Early morning campaign phone solicitations - held up as proof of sleaziness in the recent commissioner of insurance campaign - were a mistake, a Public Service Commission investigation found.
A computer was set to start automatically dialing 40,000 homes with recorded messages urging voters to vote for anybody but Jim Donelon at 6 p.m., said Brenda Headlee of the PSC on Thursday.
But a mechanical error instead caused the calls to go out at 6 a.m. on Sept. 22, Headlee reported to the five elected commissioners who regulate utilities in Louisiana.
About 700 pre-dawn calls went out before the computer shut down, she said.

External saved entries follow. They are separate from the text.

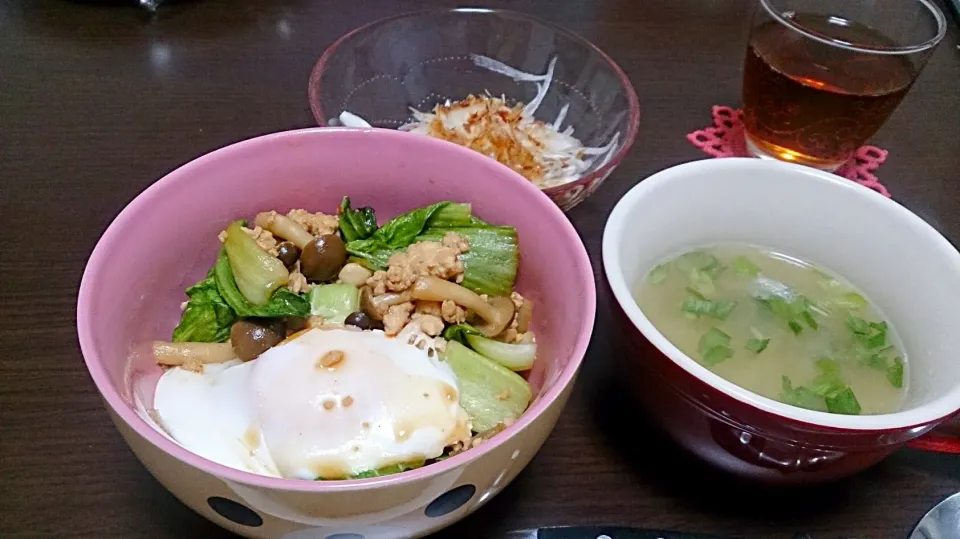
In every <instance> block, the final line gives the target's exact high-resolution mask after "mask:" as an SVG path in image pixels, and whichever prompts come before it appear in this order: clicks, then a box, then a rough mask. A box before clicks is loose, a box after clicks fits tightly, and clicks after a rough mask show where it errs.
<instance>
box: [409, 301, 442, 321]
mask: <svg viewBox="0 0 960 539" xmlns="http://www.w3.org/2000/svg"><path fill="white" fill-rule="evenodd" d="M414 306H415V307H416V312H417V313H418V314H429V315H431V316H435V317H437V318H441V317H442V316H443V312H442V311H441V309H440V302H439V301H418V302H416V303H415V304H414Z"/></svg>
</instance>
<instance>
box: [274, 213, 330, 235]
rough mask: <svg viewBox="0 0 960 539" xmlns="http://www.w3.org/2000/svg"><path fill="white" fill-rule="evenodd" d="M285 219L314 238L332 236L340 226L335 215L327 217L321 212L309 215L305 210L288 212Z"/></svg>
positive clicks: (324, 214)
mask: <svg viewBox="0 0 960 539" xmlns="http://www.w3.org/2000/svg"><path fill="white" fill-rule="evenodd" d="M287 217H289V218H290V219H292V220H293V221H294V222H296V223H297V224H298V225H300V226H302V227H303V228H304V229H305V230H306V231H307V232H309V233H311V234H313V235H314V236H322V235H324V234H333V233H334V232H336V231H337V228H338V227H339V226H340V221H339V219H338V218H337V216H336V215H327V214H325V213H321V212H317V213H310V212H308V211H307V210H290V212H289V213H287Z"/></svg>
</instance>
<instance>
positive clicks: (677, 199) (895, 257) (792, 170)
mask: <svg viewBox="0 0 960 539" xmlns="http://www.w3.org/2000/svg"><path fill="white" fill-rule="evenodd" d="M720 242H740V243H747V244H753V245H759V246H763V247H767V248H771V249H775V250H779V251H781V252H784V253H787V254H789V255H792V256H796V257H799V258H801V259H804V260H807V261H810V262H811V263H813V264H815V265H817V266H819V267H822V268H824V269H826V270H830V271H832V272H835V273H837V274H839V275H843V276H844V277H846V278H848V279H850V281H851V282H853V283H854V284H856V285H857V286H858V287H860V288H861V289H862V290H863V291H864V292H865V293H866V294H867V296H868V297H870V298H871V299H872V300H873V302H874V304H875V305H876V306H877V307H879V309H880V310H881V311H882V312H883V313H884V316H885V318H886V319H888V320H890V321H891V322H892V324H893V326H894V327H896V328H897V329H898V333H899V335H900V336H901V338H902V340H903V345H904V348H905V350H906V352H907V354H908V355H907V357H908V362H907V364H908V372H907V395H906V401H905V403H904V406H903V409H902V411H900V412H897V413H893V414H884V415H865V416H847V415H837V414H828V413H825V412H815V411H811V410H804V409H801V408H795V407H793V406H789V405H786V404H783V403H780V402H777V401H774V400H771V399H768V398H765V397H761V396H760V395H757V394H755V393H752V392H750V391H747V390H746V389H743V388H741V387H739V386H737V385H735V384H733V383H731V382H728V381H727V380H725V379H723V378H721V377H719V376H718V375H716V374H714V373H713V372H711V371H710V370H708V369H707V368H706V367H704V366H702V365H701V364H699V363H698V362H696V361H694V360H693V359H691V358H690V357H688V356H686V355H684V354H683V353H682V352H681V351H680V350H679V349H677V347H676V346H674V345H673V344H672V343H670V342H669V341H668V340H667V339H666V338H665V337H664V336H663V334H661V333H660V332H659V331H657V329H656V328H655V327H654V326H653V325H652V324H651V323H650V321H649V320H648V319H647V317H646V315H645V314H644V313H643V311H642V309H640V307H639V306H638V305H637V304H636V302H635V301H634V299H633V297H632V295H631V289H632V288H633V287H634V286H635V284H636V283H637V282H638V280H640V279H642V278H643V277H644V276H645V275H646V274H647V273H648V272H649V271H650V269H651V268H652V267H653V265H654V264H655V263H657V262H658V261H660V260H662V259H663V258H665V257H667V256H670V255H674V254H679V253H681V252H683V251H685V250H687V249H691V248H695V247H699V246H703V245H710V244H714V243H720ZM603 264H604V269H605V272H606V275H607V280H608V282H609V285H610V289H611V290H612V291H613V294H614V296H615V297H616V300H617V303H618V304H619V308H620V313H619V314H620V316H619V317H618V319H619V322H620V324H621V327H622V329H623V334H624V335H625V336H626V339H625V343H624V344H626V345H627V349H628V351H627V354H626V356H627V357H626V358H625V360H624V365H625V366H626V368H627V369H628V370H629V372H630V373H631V374H630V379H631V381H632V382H633V383H634V385H635V386H636V389H637V391H636V393H637V395H638V397H639V398H640V401H641V402H642V403H643V404H644V405H645V406H646V407H647V409H648V410H649V411H650V412H651V415H652V416H653V417H654V418H655V419H656V420H658V421H659V422H660V424H661V425H662V426H663V428H664V429H665V430H666V431H667V432H668V433H670V434H671V435H672V436H673V437H674V438H676V439H677V441H679V442H680V444H681V445H683V446H684V447H686V448H687V449H689V450H690V451H692V452H693V453H696V454H697V455H699V456H700V457H702V458H703V459H705V460H707V461H708V462H711V463H713V464H714V465H716V466H718V467H720V468H722V469H724V470H727V471H729V472H731V473H735V474H739V475H743V476H746V477H751V478H755V479H760V480H764V481H769V482H775V483H815V482H821V481H826V480H831V479H836V478H839V477H843V476H845V475H849V474H852V473H855V472H857V471H859V470H862V469H864V468H866V467H867V466H870V465H872V464H874V463H876V462H878V461H879V460H881V459H882V458H883V457H885V456H887V455H888V454H890V453H891V452H892V451H894V450H896V449H898V448H900V447H902V446H903V445H904V444H906V443H907V442H908V441H909V440H911V439H913V438H916V437H918V436H920V435H921V434H923V433H925V432H927V431H929V430H930V429H932V428H933V427H935V426H936V425H937V424H939V423H941V422H943V421H944V420H945V419H947V418H948V417H950V416H951V415H953V414H954V413H956V411H957V410H958V409H960V363H957V361H956V350H958V349H960V348H958V347H960V332H957V331H956V328H955V327H954V326H955V324H956V320H958V319H960V304H957V302H956V298H957V297H960V253H958V252H957V251H956V249H954V248H953V246H951V245H950V243H949V242H948V241H947V240H946V239H944V238H943V236H941V235H940V234H939V233H937V231H936V230H934V229H933V228H932V227H930V225H928V224H927V223H925V222H924V221H923V220H922V219H920V218H919V217H917V216H916V215H914V214H913V213H911V212H910V211H909V210H907V209H905V208H903V207H902V206H900V205H899V204H897V203H895V202H893V201H891V200H889V199H887V198H885V197H883V196H881V195H879V194H878V193H876V192H874V191H872V190H870V189H867V188H865V187H861V186H859V185H857V184H855V183H853V182H850V181H847V180H844V179H842V178H840V177H838V176H834V175H832V174H829V173H826V172H822V171H818V170H815V169H812V168H806V167H801V166H799V165H792V164H787V163H780V162H775V161H761V160H757V159H734V158H730V159H711V160H706V161H697V162H693V163H686V164H683V165H678V166H675V167H672V168H670V169H667V170H664V171H662V172H659V173H657V174H655V175H653V176H651V177H650V178H647V179H646V180H644V181H643V182H641V183H640V184H639V185H637V186H636V187H634V188H633V189H631V190H630V191H629V192H628V193H627V194H626V195H624V197H623V198H622V199H621V200H620V202H619V203H618V204H617V206H616V207H615V208H614V210H613V212H612V213H611V214H610V218H609V220H608V222H607V226H606V229H605V231H604V237H603Z"/></svg>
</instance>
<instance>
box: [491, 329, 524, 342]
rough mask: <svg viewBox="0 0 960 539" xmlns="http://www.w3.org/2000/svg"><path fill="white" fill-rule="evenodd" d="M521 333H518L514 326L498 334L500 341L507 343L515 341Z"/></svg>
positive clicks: (504, 330)
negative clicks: (500, 333) (512, 327)
mask: <svg viewBox="0 0 960 539" xmlns="http://www.w3.org/2000/svg"><path fill="white" fill-rule="evenodd" d="M519 336H520V334H519V333H517V330H516V329H514V328H507V329H505V330H503V333H501V334H500V335H497V340H498V341H503V342H506V343H513V342H516V340H517V339H518V338H519Z"/></svg>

The PSC launched an investigation after awakened voters complained. The pre-dawn attack calls were prominent in a litany of complaints that Donelon called "cheap political tricks" on the part of his opponent, state Sen. James David Cain, D-Dry Creek.
Donelon won the Sept. 30 election by pulling 1,388 more votes than Cain and another candidate attracted together.
"I don't think there was anything sinister involved," said Headlee, general manager of the PSC's Do Not Call office.
The PSC is considering sanctions against the company, called Watson Voice & Data Transmission Communications Co. of New Orleans. The fines could exceed $1 million.
Jeff Giles, Watson's chief executive officer, said he realizes his company may have to pay a fine for the calls made prior to 8 a.m., which violated the PSC's "Do Not Call" regulations. He said he hopes the commissioners exercise their sanctioning discretion because the calls were accidental and not malicious.
"I don't do dirty tricks," said Giles, who described himself as a friend of Donelon's.
Giles said in an interview that logs of the calls show that Cain's attack message went out the night before between 6 p.m. and 8 p.m. Then, for some reason, the program restarted at 6 a.m. the following morning.
Since that discovery, Giles said, the company installed a mechanism that better controls the time the calls are made.
"We need some stiff penalties on that, regardless of whether it's intentional or not intentional," said PSC Commissioner Foster Campbell of Bossier City. "That's a sneaky way to do business."
Charlie Davis, who ran Cain's campaign, said in a Thursday interview that he thought from the very beginning that it was a mistake on the part of a vendor rather than political skullduggery. "It had nothing to with the campaign," Davis said.
The "Do Not Call" rules forbid phone calls between 8 p.m. and 8 a.m. and prohibits use of automated dialing equipment if the identity of the caller is not provided within 25 seconds of the time the call is answered. The fines are $1,500 per call to anyone under 65 who was called and $3,000 per call to anyone 65 or older.
Amy Whittington, a deputy commissioner of insurance who took leave to work on Donelon's campaign, said Thursday that she understands about the mechanical breakdown. But she said, "It would be good to see further investigation" into whether the recorded message identified the Cain campaign as its sponsor. "If you're going to attack, at least have the guts to say who are," she said. "We're hoping they'd address that as well."
"That's a problem for the Cain campaign," said Watson's Giles. The company provides a mechanism to place telephone calls but does not advise candidates on the content of the message. The recorded message did not identify Cain as the sponsor, he said.
PSC Commissioner Jay Blossman of Mandeville said, "You start fining them, what, $1,500 times 700? Guess what? That message will start identifying themselves. ... You'll stop some of these shenanigans."